In more detail, when a coating liquid in a sol state is applied to an organic fiber structure having porosity and subjected to a semi-aqueous treatment, the coating liquid permeates through pores distributed in the organic fiber structure. Then, the solvent in the coating solution evaporates and the gelation of the coating solution progresses as the temperature decreases. At this time, a glue form in which the glue component encapsulates the polar carbon particles and solidifies, and the glue component cures while forming the crosslinks in the upper and lower sides. Since the cured glue component forms a hydrogen bond with the polar carbon fine particles and the organic fiber structure, the physical bonding and the chemical bonding are simultaneously performed, thereby preventing the polar carbon fine particles from being separated from the organic fiber structure.
In the present invention, glue is a kind of animal natural adhesive which has been used for many years as a preservative, a coating agent, and a fixing agent in various fields such as painting, woods, crafts and the like. It is mixed with polar carbon fine particles, . Also, since the polymer has a hydroxyl group rich in the molecule, hydrogen bonding with the polar carbon fine particles and the organic fiber structure can be achieved, thereby increasing washing fastness.
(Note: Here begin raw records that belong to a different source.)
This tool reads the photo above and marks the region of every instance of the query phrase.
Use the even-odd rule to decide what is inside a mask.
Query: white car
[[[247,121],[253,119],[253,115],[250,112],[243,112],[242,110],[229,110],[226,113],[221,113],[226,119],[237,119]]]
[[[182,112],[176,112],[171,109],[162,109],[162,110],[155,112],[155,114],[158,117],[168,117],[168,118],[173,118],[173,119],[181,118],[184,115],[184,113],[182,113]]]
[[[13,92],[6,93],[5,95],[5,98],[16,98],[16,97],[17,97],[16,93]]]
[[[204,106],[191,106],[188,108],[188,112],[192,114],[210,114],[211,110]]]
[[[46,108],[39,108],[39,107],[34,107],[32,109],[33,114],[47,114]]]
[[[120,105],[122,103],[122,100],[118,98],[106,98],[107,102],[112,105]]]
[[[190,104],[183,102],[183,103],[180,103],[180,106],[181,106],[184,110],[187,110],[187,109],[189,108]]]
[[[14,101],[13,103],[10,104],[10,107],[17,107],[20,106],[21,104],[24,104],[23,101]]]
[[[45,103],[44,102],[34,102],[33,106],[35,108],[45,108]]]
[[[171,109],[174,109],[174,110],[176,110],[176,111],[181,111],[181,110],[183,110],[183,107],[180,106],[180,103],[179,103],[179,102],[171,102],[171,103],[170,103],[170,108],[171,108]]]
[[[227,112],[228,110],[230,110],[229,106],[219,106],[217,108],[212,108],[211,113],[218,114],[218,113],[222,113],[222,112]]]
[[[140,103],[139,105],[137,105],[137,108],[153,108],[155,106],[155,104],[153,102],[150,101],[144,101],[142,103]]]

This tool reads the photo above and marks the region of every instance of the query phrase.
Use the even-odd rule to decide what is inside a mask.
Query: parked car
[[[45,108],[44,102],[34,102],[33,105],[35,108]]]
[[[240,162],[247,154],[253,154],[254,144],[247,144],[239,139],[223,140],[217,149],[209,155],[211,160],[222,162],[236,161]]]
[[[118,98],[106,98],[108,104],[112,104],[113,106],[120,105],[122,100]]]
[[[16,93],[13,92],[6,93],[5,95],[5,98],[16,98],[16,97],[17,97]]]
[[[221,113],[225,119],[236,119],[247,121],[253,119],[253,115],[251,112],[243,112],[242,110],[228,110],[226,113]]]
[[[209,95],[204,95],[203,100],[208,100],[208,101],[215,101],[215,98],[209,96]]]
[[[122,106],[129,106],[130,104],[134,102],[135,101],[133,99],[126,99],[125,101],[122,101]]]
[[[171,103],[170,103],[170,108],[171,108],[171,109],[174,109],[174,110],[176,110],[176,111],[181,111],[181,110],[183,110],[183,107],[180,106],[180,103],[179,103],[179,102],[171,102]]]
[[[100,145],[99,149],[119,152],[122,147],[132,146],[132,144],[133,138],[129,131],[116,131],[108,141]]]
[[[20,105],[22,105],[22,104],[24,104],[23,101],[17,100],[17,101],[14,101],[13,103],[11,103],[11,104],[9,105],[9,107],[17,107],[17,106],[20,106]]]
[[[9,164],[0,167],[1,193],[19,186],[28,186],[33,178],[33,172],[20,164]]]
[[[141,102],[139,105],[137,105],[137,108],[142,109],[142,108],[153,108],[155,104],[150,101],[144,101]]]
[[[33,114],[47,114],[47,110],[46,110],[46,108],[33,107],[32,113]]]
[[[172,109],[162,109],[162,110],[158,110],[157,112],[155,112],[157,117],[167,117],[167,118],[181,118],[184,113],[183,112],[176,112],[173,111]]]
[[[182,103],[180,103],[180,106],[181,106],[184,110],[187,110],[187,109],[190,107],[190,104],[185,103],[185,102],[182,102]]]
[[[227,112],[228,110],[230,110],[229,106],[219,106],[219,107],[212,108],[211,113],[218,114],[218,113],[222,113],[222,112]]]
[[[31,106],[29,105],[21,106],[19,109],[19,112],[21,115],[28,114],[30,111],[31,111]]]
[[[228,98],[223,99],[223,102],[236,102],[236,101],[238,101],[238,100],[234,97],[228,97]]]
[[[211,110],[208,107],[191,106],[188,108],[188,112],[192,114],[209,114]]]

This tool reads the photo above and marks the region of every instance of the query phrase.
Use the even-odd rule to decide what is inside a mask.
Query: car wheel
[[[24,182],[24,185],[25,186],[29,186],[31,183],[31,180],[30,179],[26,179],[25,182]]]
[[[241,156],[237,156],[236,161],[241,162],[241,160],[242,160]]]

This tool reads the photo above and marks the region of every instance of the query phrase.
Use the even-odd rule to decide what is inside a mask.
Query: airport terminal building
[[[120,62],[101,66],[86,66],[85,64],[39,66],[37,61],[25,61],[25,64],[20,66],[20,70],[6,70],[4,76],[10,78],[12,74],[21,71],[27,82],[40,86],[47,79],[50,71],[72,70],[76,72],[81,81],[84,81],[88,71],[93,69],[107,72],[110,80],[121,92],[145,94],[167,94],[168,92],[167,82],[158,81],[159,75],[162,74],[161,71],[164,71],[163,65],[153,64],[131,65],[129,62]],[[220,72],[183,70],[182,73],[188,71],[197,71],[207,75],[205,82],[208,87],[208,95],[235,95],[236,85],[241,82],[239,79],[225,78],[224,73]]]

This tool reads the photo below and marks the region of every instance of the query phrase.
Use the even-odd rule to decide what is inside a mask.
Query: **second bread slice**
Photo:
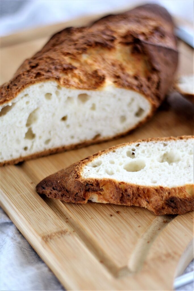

In the present invention, glue is not limited to any kind as long as it is used in the art as a coating agent, a fixing agent, and the like. Examples of the glue include a glue, a glue, a deer glue, a glue glue, a glue glue, a glue glue, Is preferable not only because it has strong adhesion to the organic fiber structure and the polar carbon fine particles at a low concentration but also because of its high flexibility.
In the present invention, glue may be an animal protein as a main component. Animal protein is the main protein that constitutes connective tissue of animal, and it may be widely distributed in animal dermis, bones, tendons and the like.
Examples of the animal protein in the present invention include collagen, gelatin, casein and polydodamine. The animal protein may further include proteins such as fibroin, elastin, keratin, albumin, globulin, and mucin.
In the present invention, the flexible fiber electrode has excellent adhesive strength between the organic fiber structure and the conductive layer, so that physical and electrochemical properties can be maintained even after washing.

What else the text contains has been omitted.